Yosh Nakagawa - Retailer, diversity activist
Yoshitada Nakagawa, retired president/CEO of Seattle’s Osborn & Ulland Sporting Goods chain and a lifelong activist for diversity in sports, passed away peacefully at age 89 on January 29, following a third bout of cancer.
Yosh was born to immigrant parents in Seattle’s multi-ethnic Central Area. His early school years were interrupted by his family’s imprisonment during World War II at the Minidoka internment camp near Twin Falls, Idaho. After being freed in 1945, Yosh was able to return to Seattle (with $25 in hand) to finish Garfield High School, where his friends and classmates were of Japanese, Chinese, Philippine, Black, Jewish, Italian and German parentage; he took multiethnic teamwork, especially in sports, for granted. While attending the University of Washington, he worked as a janitor and stock boy at the Osborn & Ulland Sports Shop. He also entered ROTC and served with the U.S. Army’s 2nd Infantry Division, as a captain, at Fort Lewis, Washington.

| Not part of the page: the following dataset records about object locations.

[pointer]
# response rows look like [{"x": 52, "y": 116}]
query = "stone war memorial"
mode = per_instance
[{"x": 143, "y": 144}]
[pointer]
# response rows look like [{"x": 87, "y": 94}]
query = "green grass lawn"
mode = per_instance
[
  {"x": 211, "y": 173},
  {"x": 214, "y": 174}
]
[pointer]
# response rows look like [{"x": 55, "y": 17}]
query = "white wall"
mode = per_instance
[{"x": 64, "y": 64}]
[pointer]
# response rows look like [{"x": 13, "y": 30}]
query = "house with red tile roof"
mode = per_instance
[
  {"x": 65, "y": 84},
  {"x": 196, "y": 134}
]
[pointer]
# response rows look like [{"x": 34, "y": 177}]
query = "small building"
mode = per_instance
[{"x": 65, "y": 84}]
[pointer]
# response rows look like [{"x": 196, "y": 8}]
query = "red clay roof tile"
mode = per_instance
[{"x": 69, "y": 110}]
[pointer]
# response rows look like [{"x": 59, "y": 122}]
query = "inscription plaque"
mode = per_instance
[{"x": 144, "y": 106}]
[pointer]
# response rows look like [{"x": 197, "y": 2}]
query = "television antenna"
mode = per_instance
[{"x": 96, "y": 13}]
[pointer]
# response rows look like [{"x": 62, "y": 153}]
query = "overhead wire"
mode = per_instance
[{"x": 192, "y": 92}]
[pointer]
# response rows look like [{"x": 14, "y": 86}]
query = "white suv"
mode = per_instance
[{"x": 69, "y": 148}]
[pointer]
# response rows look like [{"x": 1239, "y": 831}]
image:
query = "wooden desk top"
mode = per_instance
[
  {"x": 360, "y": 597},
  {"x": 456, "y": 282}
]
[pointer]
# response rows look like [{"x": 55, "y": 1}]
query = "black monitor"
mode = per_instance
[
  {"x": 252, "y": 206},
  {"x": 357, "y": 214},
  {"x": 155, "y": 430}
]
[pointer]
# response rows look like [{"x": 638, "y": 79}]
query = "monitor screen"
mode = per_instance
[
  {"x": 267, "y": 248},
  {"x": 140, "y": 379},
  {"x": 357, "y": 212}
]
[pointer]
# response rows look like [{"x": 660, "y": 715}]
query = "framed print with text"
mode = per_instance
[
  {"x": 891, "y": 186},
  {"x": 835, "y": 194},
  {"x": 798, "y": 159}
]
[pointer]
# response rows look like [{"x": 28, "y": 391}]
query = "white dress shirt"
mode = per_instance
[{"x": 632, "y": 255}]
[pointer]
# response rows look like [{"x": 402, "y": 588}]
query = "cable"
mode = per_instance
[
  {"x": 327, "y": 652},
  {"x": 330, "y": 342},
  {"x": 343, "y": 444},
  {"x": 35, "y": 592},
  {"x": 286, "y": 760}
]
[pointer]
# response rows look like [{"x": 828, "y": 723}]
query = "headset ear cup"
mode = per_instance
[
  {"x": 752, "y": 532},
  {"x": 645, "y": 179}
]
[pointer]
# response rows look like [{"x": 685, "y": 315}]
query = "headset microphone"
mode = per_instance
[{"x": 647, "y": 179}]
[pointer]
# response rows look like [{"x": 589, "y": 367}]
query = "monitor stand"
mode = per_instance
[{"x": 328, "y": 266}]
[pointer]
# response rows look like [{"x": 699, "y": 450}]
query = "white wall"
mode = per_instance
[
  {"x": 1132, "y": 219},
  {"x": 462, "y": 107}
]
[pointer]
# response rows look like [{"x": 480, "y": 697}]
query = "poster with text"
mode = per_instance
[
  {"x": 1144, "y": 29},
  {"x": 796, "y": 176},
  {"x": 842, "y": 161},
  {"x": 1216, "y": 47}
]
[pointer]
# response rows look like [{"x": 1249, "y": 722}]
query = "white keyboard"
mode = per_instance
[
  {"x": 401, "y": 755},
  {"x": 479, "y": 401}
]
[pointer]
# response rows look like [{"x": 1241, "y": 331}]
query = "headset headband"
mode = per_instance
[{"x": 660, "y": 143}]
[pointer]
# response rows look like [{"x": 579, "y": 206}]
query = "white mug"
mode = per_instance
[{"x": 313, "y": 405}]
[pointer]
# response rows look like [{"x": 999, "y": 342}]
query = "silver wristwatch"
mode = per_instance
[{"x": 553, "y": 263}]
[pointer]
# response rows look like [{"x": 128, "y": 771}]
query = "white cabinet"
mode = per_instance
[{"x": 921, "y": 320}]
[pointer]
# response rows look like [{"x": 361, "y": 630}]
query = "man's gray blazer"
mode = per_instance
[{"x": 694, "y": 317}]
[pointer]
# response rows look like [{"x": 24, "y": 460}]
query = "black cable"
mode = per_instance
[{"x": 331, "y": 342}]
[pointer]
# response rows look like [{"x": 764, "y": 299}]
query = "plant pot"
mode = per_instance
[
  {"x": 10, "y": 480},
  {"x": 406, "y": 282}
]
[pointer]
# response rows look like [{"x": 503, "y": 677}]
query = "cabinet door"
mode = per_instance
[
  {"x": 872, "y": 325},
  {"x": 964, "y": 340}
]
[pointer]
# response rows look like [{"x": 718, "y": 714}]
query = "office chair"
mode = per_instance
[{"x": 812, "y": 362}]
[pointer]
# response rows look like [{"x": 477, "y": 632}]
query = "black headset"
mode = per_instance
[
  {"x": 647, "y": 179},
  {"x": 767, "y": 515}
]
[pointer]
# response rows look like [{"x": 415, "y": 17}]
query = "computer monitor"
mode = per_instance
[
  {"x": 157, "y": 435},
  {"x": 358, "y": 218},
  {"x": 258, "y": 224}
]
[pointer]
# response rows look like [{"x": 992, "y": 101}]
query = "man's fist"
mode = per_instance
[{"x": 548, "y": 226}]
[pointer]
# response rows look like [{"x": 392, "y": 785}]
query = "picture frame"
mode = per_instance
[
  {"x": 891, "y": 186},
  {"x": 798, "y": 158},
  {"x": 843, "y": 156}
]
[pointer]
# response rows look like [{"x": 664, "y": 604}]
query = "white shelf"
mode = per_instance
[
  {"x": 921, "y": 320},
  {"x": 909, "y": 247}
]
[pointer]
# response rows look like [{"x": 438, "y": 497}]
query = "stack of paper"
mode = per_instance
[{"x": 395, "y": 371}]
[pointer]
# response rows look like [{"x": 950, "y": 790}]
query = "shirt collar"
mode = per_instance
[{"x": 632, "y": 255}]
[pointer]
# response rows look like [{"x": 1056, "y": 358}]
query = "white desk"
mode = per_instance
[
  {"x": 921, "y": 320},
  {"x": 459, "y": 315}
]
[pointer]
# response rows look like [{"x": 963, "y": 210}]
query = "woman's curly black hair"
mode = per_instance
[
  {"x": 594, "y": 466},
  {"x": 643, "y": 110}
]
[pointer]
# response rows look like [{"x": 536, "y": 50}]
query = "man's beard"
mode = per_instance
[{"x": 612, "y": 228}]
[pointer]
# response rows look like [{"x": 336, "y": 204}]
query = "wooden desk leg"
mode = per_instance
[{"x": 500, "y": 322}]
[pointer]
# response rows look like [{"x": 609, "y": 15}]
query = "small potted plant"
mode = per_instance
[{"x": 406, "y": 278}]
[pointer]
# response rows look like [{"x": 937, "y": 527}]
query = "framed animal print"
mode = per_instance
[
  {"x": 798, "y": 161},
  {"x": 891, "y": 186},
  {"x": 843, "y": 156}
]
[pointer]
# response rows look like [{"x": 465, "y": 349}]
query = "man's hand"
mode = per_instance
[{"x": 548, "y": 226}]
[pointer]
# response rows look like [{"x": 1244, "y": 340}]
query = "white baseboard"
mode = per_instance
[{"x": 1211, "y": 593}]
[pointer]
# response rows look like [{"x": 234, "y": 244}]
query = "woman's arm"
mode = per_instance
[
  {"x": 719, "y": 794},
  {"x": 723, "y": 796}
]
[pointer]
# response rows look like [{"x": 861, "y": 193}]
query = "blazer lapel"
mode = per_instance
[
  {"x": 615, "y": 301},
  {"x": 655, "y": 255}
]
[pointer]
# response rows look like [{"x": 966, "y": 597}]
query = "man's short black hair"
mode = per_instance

Returning to Osborn & Ulland, over 45 years Yosh rose to become president and CEO, supervising the company’s eventual expansion to nine stores in three states. He aggressively promoted sports participation by women and ethnic minorities, in part by arranging store visits by heroes such as Billie Jean King, Arthur Ashe, Hank Kashiwa and Wayne Wong. In 1958 he pioneered the “Sniagrab” sale for skiers; his stores became the number one Head ski dealer in the United States and he launched the King Headway ski instruction program at Snoqualmie Pass.
Yosh was active in the Baptist Church and the Nisei Veterans Committee, among many other nonprofits. He was elected to the Northwest Ski Hall of Fame in 2012.